Fin 2004, tous les veaux testés sont séronégatifs. A cette date, l’éleveur décide d’arrêter la vaccination. En mars 2005, un individu séropositif apparaît au sein du lot des veaux contrôlés. Ces jeunes sont nés six à douze mois plus tôt, soit entre mars et septembre 2004.

Fin 2005, tous les veaux contrôlés sont sérologiquement positifs. Ces animaux sont nés six à douze mois plus tôt, soit fin 2004, début 2005. Depuis octobre 2003, aucun signe clinique n’est observé.

Un veau PCR positif est dépisté le 3 mars 2006. Le résultat signe une forte charge virale. Il est né le 27 juin 2005. Sa mère, séronégative le 9 octobre 2003, a été inséminée en septembre 2005. Elle était PCR négative d’après une analyse sur sang de mélange réalisée le 20 novembre 2003. L’analyse du 30 mars 2006 montre que cette vache est devenue séropositive. Le séquençage de la souche virale en cause établit qu’elle est identique à la souche séquencée en 2004. « Il y a dans le voisinage une fréquence un peu plus élevée de changements de statut que dans le reste du département, mais pas d’expressions cliniques similaires à celles observées dans cet élevage », précise Alain Joly.

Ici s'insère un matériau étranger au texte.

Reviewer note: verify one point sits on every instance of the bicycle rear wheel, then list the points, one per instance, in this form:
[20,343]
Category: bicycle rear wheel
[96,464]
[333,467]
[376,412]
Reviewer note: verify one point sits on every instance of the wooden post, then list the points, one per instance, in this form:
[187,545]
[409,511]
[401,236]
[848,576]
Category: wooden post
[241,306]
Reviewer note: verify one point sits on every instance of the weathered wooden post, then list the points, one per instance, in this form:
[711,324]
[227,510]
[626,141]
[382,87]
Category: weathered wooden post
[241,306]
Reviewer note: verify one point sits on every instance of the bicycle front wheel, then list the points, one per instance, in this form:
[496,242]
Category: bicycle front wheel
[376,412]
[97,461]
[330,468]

Ce cas clinique pose de nombreuses questions, dont les suivantes :

- Quelle est l’origine de la virulence particulière de cette souche ?

- La vaccination a-t-elle réellement été mise en œuvre par l’éleveur ? Si oui, l’a-t-elle été selon les recommandations de l’AMM ?

- Quelles sont les modalités de persistance du virus dans un élevage ?

- L’éleveur utilise-t-il la monte naturelle parallèlement à l’insémination artificielle ?

- Comment peut-on organiser la surveillance de la circulation virale dans un troupeau de vaches laitières adultes classé D ?

Au cours du séminaire de pathologie bovine organisé par notre confrère Jerzy Szymanski, directeur du laboratoire d’analyses Inzo, les 20 et 21 mars derniers à Château-Thierry (Aisne), notre confrère Renaud Maillard, maître de conférences en pathologie du bétail à l’école vétérinaire d’Alfort, a mentionné l’hypothèse d’une circulation lente du virus de la diarrhée virale bovine en l’absence d’animaux infectés permanents immunotolérants. Cette circulation à bas bruit pourrait durer trois années. Par ailleurs, « en matière d’évaluation de la prophylaxie BVD, les contrôles cliniques sont primordiaux. A ce titre, l’observance est fondamentale », souligne notre confrère.

La gestion de ce cas clinique montre l’intérêt d’une épidémiosurveillance organisée, de sa combinaison avec les expressions cliniques des animaux et du réseau de compétences associées. La chaîne composée des maillons éleveur, vétérinaire praticien, vétérinaire référent, laboratoires et chercheurs prend tout sons sens, est garante de l’efficacité de l’épidémiosurveillance et est une source de production de connaissances.

  • (1) Le statut d’un élevage est déterminé par trois analyses consécutives du lait de tank réalisées à quatre mois d’intervalle.

  • (2) Le résultat sérologique BVD du lait de tank (taux d’inhibition) permet d’attribuer une note à l’élevage (0, 1 ou 2), significative de la prévalence des animaux séropositifs dans le troupeau.

  • (3) Le lait de petit mélange est une analyse sérologique BVD du lait des primipares. En Bretagne, 75 % des élevages détenant des animaux IPI sont classés D et présentent un LPM positif.

  • (4) Une base de l’ARN viral est remplacée par une autre, qui n’est pas sa complémentaire. L’adénine (A) est complémentaire de la thymine (T), la guanine (G) de la cytosine (C).